For tiny values, it’s easy enough to have a bitmap of primes and use fast methods to find the next set bit, but this really is only practical for, say, under 1e6 (we can quibble over the exact value, but it’s silly to extend this very far).

We can use a small wheel to only call the primality test on, say, the 8 out of 30 values not divisible by {2,3,5}. This is mildly helpful, but not really worth extending farther for this purpose. For native integers, some simple divisibility tests can follow. I like to check primes up to 53 but benchmark for the best choice for you. Next follows the primality test. For 32-bit or 64-bit integers, we can easily make this deterministic and still very fast. For 32-bit, 2-base or 3-base Miller-Rabin are all that is needed. For 64-bit, 1-base and 2-base for smaller values, then BPSW for larger.
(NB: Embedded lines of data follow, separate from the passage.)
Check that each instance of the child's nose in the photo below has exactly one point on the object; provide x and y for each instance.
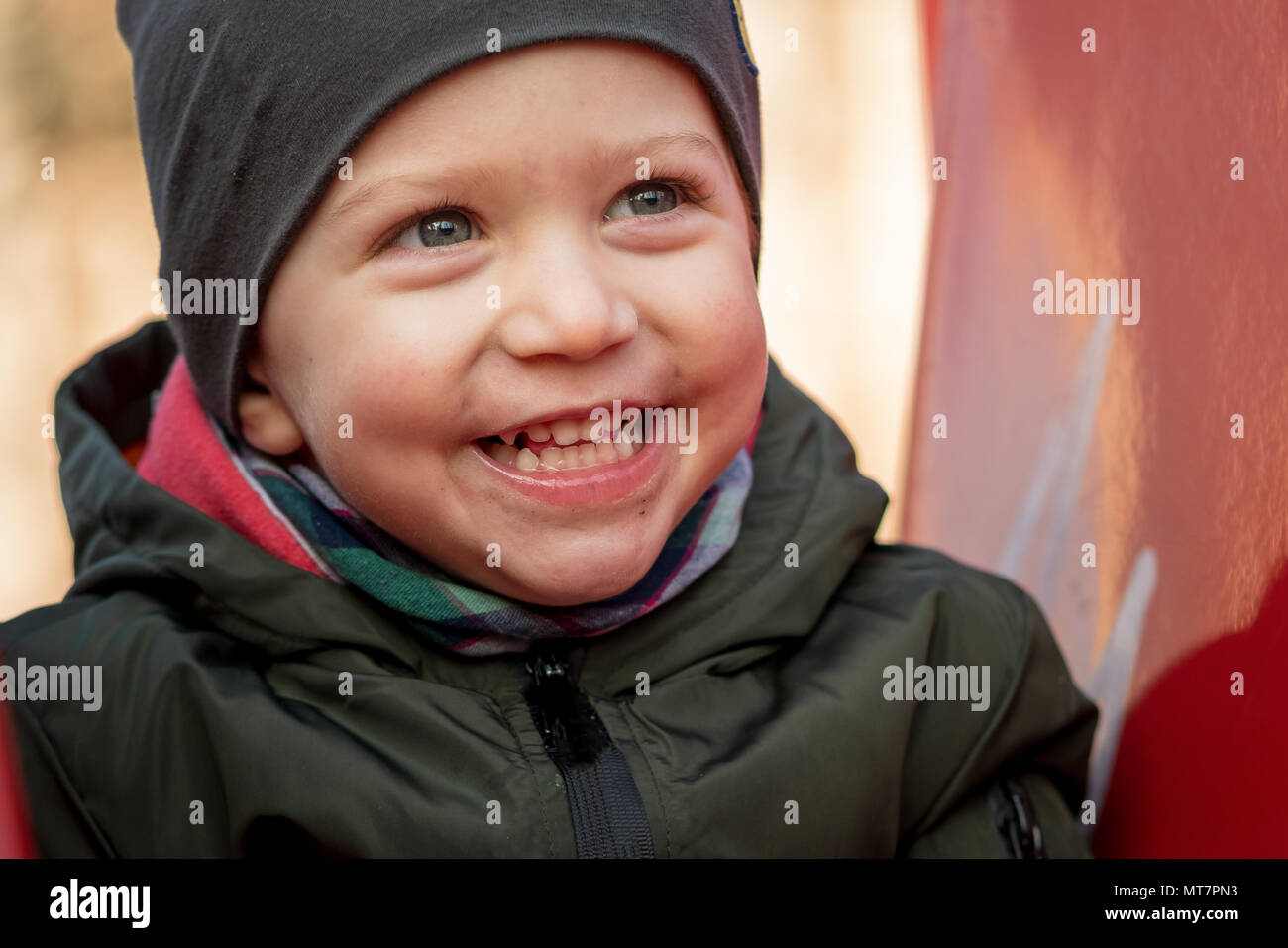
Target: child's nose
(561, 305)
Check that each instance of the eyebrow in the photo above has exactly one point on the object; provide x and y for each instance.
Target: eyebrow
(601, 158)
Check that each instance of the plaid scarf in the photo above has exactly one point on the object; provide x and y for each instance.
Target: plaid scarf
(464, 618)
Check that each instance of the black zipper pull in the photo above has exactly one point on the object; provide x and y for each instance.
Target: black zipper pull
(563, 715)
(1016, 820)
(606, 811)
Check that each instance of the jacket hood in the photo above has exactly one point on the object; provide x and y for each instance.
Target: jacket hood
(130, 535)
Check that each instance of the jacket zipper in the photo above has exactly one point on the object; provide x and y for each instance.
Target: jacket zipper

Alternately you can use the full set of deterministic M-R tests though this is a little slower unless using hashed sets.

For numbers larger than native size, a wheel and native divisibility checks on the number mod a small primorial can save a little time. If using GMP, mpz_gcd_ui is fast, and using mpz_gcd on a precalculated large primorial is also very fast. These very quickly weed out numbers with small divisors, and in my experience this is faster than doing sieves. For larger inputs (e.g. over 500 digits) some more testing for small divisors can be helpful — using either mpz_divisible_ui_p and/or a tree sieve. BPSW follows. For extra certainty, send through other tests (e.g. Frobenius, random M-R bases, or a proof method).

The “state of the art” is to sieve a segment of integers starting at $N$ of length “a few times $(\ln N)^2$”. The sieve removes the primes up to a few times the length of the segment entirely analogously with the Sieve of Eratosthenes, but starting at $N$ instead of at $1$. This will cheaply eliminate the half that are even, the third that are multiples of $3$ and so on, so the remaining numbers aren’t “obviously” composite. Then a probabilistic primality test is used on the survivors as many times as needed to be confident that the resulting number is prime (enough).

There are deterministic primality testing algorithms that are vastly slower than the probabilistic methods but that don’t seem to reject very much more than the probabilistic ones (under a few repetitions). This most likely represents our theoretical ignorance — the probabilistic tests are probably far closer to deterministic tests than we are currently able to prove.

Note that it is possible to be unlucky and have found a segment that doesn’t contain primes. In this case, start sieving again in the next segment. As a practical matter, this hardly ever happens, but is potentially possible.